Why you suddenly loathe him
According to Dr. Shoshana Bennett, a postpartum depression specialist and author of Postpartum Depression for Dummies, it’s normal to experience some bouts of irrational crankiness. “It can be easy to use your husband as a verbal punching bag,” explains Dr. Bennett. “When you’re frustrated, it’s easier to let yourself yell at another adult in the house rather than at an infant.” Part of the reason for your crankiness is what Dr. Bennett calls the Myths of Motherhood. “Women often find themselves thinking things like, ‘I should be able to do this all by myself,’ or ‘If I loved my baby enough, I shouldn’t need any breaks,’” she says. “Once you change the mindset that you need to do everything all by yourself, a lot of your anger, resentment and frustration will subside.”

If your post-baby moodiness doesn’t end there, finding the root of your anger might take a little more detective work.

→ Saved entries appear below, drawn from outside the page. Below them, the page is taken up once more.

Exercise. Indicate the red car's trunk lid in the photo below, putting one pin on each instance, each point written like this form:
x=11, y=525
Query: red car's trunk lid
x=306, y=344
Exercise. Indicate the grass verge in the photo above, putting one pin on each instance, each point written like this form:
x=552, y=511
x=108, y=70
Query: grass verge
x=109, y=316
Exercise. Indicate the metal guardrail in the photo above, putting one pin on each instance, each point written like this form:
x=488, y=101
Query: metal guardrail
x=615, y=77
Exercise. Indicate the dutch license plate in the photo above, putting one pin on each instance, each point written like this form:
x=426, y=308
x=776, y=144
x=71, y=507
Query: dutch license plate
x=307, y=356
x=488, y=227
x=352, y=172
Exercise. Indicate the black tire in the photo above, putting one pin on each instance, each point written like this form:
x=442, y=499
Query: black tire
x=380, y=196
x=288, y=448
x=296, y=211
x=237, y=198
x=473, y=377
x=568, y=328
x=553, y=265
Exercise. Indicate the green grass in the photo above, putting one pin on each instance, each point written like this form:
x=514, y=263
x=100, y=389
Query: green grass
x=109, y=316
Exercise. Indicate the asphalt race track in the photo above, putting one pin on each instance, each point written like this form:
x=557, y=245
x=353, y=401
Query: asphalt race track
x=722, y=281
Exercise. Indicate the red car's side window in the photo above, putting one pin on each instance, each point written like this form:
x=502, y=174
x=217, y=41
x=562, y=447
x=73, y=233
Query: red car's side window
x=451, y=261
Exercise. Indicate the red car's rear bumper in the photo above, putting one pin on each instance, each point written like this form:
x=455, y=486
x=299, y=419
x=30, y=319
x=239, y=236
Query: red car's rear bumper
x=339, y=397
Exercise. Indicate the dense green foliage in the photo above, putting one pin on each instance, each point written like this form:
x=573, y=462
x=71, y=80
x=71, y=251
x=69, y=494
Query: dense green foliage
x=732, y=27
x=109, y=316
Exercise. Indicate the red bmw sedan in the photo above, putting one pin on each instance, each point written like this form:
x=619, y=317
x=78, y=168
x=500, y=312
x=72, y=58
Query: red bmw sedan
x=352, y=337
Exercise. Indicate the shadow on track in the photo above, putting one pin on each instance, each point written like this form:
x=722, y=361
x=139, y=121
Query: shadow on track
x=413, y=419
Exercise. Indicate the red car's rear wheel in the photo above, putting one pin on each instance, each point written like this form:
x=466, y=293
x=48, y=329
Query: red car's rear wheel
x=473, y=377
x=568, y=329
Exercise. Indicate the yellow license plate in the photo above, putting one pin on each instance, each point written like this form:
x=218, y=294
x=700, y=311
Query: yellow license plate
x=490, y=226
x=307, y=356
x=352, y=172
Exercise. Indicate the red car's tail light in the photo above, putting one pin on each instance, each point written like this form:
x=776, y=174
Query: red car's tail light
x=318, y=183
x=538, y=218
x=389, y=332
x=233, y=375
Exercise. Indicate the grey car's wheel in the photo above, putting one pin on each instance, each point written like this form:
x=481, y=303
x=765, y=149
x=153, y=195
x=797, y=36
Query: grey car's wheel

Getting at the real problem 
As you might already suspect, most of your mood swings aren’t actually about him at all – the real problems start with you (though this may not be the answer you’re looking for). Dr. Bennett points out that if everything else is going well in the relationship and a woman still finds herself snapping at her husband, she needs to look at what's going on both physiologically and hormonally. Here are some key questions to ask:

Am I getting enough sleep? Remember what that was like? While a night of solid, uninterrupted shut-eye seems a thing of the past, don't underestimate its power. “A good night's sleep is a necessity, not a luxury,” says Dr. Bennett, who suggests having someone else watch baby while getting some extra snooze time during the day or trading night shifts with your partner to get a little more rest.